The victory has dealt a severe blow to Japan’s ambitions to advance right across the Pacific towards the US coast.
The tiny island, 1,000 miles north-west of Hawaii, was targeted as a potential launching pad for the Japanese advance.
The Japanese attacked in the early hours of 4 June with heavy air raids on the military base.
The US responded with a decisive counter-attack, using the US Pacific Fleet, army bombers and the marines. The Japanese were clearly taken by surprise by the scale of the American defence.
The battle was fought almost exclusively from aircraft carriers – only the second time this kind of fighting has been attempted.
The first was just a month ago, in the Battle of the Coral Sea, when the United States thwarted Japanese plans to invade Australia.
In that battle, the victory was not so decisive, and the United States lost one of its aircraft carriers, the USS Lexington.
Reporting on the end of the battle for Midway Island, the Commander-in Chief of the US Pacific Fleet, Admiral Chester Nimitz, said at least two enemy aircraft carriers had been completely destroyed, with all their aircraft, and at least two more seriously damaged.
Ten Japanese warships were also sunk or damaged.
By contrast, on the American side losses were relatively small.

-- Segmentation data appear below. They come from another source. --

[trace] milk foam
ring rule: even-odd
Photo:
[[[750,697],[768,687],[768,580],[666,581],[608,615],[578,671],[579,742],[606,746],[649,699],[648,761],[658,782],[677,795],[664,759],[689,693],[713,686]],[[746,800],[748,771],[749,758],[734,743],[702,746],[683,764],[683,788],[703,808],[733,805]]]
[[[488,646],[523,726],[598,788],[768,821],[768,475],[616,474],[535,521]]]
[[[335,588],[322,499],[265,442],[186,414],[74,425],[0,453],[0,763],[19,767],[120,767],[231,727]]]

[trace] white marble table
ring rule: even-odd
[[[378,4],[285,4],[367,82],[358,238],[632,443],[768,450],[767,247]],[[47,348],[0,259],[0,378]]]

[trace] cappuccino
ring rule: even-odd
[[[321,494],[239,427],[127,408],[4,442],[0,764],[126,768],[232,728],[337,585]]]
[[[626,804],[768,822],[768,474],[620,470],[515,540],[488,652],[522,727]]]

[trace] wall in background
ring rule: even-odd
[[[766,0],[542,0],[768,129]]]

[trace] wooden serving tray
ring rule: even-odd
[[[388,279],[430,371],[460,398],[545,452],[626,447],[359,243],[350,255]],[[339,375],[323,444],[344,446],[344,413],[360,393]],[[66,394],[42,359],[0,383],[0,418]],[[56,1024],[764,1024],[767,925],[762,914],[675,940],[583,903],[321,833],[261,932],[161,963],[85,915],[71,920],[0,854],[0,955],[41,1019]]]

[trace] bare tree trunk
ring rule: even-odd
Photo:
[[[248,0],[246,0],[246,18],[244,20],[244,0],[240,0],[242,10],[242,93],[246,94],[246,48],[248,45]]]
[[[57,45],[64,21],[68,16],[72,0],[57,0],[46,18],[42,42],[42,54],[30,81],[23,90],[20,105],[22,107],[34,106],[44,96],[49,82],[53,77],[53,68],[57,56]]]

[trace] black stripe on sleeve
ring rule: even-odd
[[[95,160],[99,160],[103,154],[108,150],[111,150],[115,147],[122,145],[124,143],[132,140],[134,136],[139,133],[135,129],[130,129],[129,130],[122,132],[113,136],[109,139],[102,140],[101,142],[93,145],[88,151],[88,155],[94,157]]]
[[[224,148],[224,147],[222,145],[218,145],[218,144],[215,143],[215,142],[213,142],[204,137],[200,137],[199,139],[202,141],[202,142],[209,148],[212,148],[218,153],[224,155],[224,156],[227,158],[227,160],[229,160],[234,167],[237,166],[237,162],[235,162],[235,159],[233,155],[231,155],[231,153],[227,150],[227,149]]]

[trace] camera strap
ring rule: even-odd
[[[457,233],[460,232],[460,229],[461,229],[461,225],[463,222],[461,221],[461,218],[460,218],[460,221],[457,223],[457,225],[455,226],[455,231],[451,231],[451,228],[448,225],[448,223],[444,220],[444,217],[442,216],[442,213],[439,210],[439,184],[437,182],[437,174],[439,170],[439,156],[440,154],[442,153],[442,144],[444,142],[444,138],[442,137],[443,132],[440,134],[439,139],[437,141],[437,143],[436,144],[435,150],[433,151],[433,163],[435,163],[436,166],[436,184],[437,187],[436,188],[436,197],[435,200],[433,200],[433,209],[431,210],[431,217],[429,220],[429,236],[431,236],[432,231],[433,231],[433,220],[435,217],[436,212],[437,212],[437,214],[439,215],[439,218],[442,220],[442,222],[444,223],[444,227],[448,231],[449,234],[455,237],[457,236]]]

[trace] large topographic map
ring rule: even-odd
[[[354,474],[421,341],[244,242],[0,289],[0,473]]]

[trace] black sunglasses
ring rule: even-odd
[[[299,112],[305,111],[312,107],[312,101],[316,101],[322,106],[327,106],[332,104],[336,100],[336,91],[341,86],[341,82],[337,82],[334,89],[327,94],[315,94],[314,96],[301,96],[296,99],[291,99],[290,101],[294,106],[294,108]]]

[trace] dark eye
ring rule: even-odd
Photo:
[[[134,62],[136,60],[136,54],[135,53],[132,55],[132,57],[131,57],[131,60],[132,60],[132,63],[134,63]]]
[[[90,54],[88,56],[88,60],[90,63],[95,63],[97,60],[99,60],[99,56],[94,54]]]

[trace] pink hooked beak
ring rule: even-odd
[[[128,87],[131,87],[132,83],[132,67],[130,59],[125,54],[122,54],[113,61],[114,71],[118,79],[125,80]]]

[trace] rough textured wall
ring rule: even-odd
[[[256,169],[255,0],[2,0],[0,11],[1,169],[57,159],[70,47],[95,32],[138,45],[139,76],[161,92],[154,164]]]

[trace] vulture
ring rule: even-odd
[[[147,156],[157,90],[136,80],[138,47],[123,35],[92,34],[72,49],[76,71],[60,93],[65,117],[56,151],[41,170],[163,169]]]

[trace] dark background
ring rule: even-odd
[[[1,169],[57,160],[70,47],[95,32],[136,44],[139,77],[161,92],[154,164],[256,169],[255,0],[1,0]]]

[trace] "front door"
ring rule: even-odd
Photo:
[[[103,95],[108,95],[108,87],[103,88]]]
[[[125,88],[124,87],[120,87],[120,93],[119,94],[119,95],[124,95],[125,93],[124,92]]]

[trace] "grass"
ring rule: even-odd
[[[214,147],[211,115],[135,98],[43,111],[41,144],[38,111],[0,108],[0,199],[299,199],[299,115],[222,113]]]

One American carrier was hit and some aeroplanes were lost.
Fighting is still continuing in the area, but although Admiral Nimitz stopped short of claiming the Japanese were defeated, he said, “a momentous victory is in the making.”
He went on, “Pearl Harbor has now been partially avenged. Vengeance will not be complete until Japanese sea-power has been reduced to impotence. We have made substantial progress in that direction.”
Meanwhile, fighting is continuing around the US naval base of Dutch Harbor, in Alaska. The Japanese are known to have landed on some of the westernmost Aleutian Islands, and bombed the harbour on 3 June.
No news has been received from the area since then.
Courtesy BBC News
The Japanese had invaded two Aleutian islands, Attu and Kiska, and attacked Dutch Harbor as a diversionary ploy to draw US forces away from the key battle at Midway.
But the US had broken Japanese military codes, and knew about the secret strategy – thus denying Japan an easy victory at Midway.
The loss of four aircraft carriers was more than the Japanese Navy could endure, and the battle proved a turning point in the Pacific War.
Six months to the day since the Japanese bombed the US Naval base at Pearl Harbor, they were placed on the defensive for the first time.
Slowly, the Americans drove them back, and eventually US forces occupied the major Japanese-held islands of Iwo Jima and Okinawa.
The Japanese were finally forced to surrender on 15 August 1945 after the United States dropped two atomic bombs on Hiroshima and Nagasaki.
Japan remained under US occupation for seven years, and there is a large and controversial US military base on Okinawa to this day.